Mas aunque así fuera, ¿qué se haría de la libre elección, de la independencia intelectual del niño? Ni aun la libertad absoluta debería ser impuesta, sino libremente buscada y aceptada, si la verdad absoluta no fuera un absurdo y un imposible en los términos fatalmente limitados de nuestro entendimiento.

No; no tenemos el derecho de imprimir en los vírgenes cerebros infantiles nuestras particulares ideas. Si ellas son verdaderas, es el niño quien debe deducirlas de los conocimientos generales que hayamos puesto a su alcance. No opiniones, sino principios bien probados para todo el mundo, lo que propiamente se llama ciencia, debe constituir el programa de la verdadera enseñanza, llamada ayer integral, hoy laica, neutra o racionalista, que el nombre importa poco. La sustancia de las cosas: he ahí lo que interesa. Y sí en esa sustancia está, como creemos, la verdad fundamental del anarquismo, anarquistas serán, cuando hombres, los jóvenes instruidos en las verdades científicas; pero lo serán por libre elección, por propio convencimiento, no porque los hayamos modelado, siguiendo la rutina de todos los creyentes, según nuestro leal saber y entender.

La evidencia puede hacerse inmediata. ¿Qué clase de anarquismo enseñaríamos en las escuelas en el supuesto de que ciencia y anarquismo fueran una misma cosa? Un profesor comunista enseñaría a los niños el simplísimo e idílico anarquismo de Kropotkin. Otro profesor individualista enseñaría el feroz egolatrismo de los Nietzsche y Stirner, o el complicado mutualismo proudhoniano. Un tercer profesor enseñaría el anarquismo a base sindicalista influido por las ideas de Malatesta u otros. ¿Cuál es aquí la verdad, la ciencia, para que quede establecido en firme ese desapoderado absurdo de lo absoluto racionalista?

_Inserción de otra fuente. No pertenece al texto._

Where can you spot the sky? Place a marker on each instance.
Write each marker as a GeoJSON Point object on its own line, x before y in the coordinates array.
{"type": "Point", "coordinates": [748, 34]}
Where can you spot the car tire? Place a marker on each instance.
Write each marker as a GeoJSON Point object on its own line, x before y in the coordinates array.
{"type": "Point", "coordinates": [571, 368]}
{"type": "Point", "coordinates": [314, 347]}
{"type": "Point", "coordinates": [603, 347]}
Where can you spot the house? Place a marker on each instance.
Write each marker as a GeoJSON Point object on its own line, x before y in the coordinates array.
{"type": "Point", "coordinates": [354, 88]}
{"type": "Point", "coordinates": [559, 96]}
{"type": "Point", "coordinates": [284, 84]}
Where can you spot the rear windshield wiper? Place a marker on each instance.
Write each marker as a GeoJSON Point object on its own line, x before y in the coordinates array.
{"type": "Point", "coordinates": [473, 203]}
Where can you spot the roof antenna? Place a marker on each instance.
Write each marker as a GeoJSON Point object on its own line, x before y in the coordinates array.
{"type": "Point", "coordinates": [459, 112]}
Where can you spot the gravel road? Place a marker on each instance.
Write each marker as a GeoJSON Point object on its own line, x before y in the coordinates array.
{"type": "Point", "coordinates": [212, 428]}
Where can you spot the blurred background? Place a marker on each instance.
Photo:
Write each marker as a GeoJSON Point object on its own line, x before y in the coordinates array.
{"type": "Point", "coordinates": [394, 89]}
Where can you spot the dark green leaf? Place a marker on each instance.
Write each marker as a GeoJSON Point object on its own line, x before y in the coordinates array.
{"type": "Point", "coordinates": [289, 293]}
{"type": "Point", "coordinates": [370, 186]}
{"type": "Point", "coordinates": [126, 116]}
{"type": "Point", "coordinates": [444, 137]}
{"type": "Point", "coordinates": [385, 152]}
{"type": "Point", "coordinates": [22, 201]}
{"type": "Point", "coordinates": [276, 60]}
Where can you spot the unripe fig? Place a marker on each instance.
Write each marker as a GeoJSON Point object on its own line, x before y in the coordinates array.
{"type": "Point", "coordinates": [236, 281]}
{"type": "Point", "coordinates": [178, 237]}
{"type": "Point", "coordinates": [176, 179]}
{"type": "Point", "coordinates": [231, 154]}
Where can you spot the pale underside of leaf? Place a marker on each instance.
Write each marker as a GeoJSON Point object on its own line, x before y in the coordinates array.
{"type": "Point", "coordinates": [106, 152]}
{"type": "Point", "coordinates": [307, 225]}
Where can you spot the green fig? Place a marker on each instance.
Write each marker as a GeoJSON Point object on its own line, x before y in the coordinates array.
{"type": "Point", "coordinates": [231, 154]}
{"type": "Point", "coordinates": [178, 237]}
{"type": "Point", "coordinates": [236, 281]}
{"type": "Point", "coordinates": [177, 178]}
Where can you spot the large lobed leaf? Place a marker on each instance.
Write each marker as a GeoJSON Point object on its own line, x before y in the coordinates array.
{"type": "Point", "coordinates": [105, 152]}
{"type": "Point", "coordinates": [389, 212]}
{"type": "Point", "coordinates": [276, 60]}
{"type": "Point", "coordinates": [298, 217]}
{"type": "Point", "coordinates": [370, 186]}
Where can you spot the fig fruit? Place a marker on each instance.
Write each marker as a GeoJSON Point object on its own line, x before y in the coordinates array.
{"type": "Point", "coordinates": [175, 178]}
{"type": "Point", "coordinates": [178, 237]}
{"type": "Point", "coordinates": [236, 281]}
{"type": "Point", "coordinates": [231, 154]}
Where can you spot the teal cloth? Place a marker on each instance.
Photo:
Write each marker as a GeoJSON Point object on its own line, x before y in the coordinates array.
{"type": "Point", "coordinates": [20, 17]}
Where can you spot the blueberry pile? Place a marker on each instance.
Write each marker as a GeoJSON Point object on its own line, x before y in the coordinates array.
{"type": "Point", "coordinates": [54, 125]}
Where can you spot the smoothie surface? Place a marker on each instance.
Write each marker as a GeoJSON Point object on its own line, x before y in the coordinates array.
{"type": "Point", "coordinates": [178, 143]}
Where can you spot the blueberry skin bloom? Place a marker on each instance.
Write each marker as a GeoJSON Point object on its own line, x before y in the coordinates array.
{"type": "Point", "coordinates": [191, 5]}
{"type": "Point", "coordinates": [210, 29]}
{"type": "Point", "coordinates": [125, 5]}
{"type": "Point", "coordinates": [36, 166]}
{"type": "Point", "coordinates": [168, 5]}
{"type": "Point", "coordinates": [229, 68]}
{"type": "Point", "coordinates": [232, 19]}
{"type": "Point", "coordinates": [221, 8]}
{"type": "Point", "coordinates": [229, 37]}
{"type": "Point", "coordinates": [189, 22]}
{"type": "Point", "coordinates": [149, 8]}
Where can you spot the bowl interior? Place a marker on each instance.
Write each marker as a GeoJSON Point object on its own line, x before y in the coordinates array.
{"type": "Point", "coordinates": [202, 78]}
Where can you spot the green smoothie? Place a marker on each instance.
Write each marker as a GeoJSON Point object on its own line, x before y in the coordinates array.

Se olvida sencillamente que el anarquismo no es más que un cuerpo de doctrina y que por firme y razonable y científica que sea su base, no se sale del terreno de lo especulativo, de lo opinable y, como tal, puede y debe explicarse, como todas las demás doctrinas, pero no enseñarse, que no es igual. Se olvida asimismo que la verdad de un día es el error del día siguiente y que nada hay capaz de establecer sólidamente que el porvenir no se reserva otras aspiraciones y otras verdades. Y se olvida, en fin, que estamos nosotros mismos prisioneros de mil prejuicios, de mil anacronismos, de mil sofismas que habríamos de transmitir necesariamente a las siguientes generaciones si hubiera de prevalecer el criterio sectario y estrecho de los doctrinarios del anarquismo.

Como nosotros hay miles de hombres que se creen en posesión de la verdad. Son probablemente, seguramente honrados, y honradamente piensan y sienten. Tienen el derecho a la neutralidad. Ni ellos han de imponer a la infancia sus ideas ni hemos de imponerle nosotros las nuestras. Enseñemos las verdades adquiridas y que cada uno se haga a sí mismo como pueda y quiera. Esto será más libertario que la funesta labor a los niños ideas hechas que pueden ser, que serán muchas veces enormes errores.

Y guárdense los dómines del anarquismo que se consideran únicos poseedores de la verdad, la palmeta para mejor ocasión, que es ya tarde para resucitar risibles dictaduras y para expedir o denegar patentes que nadie solicita ni nadie admite.

Como anarquistas, precisamente como anarquistas, queremos la enseñanza libre de toda clase de ismos, para que los hombres del porvenir puedan hacerse libres y dichosos por sí y no a medio de pretendidos modeladores, que es como quien dice redentores.

  • Acción Libertaria, núm. 11, Gijón 1911.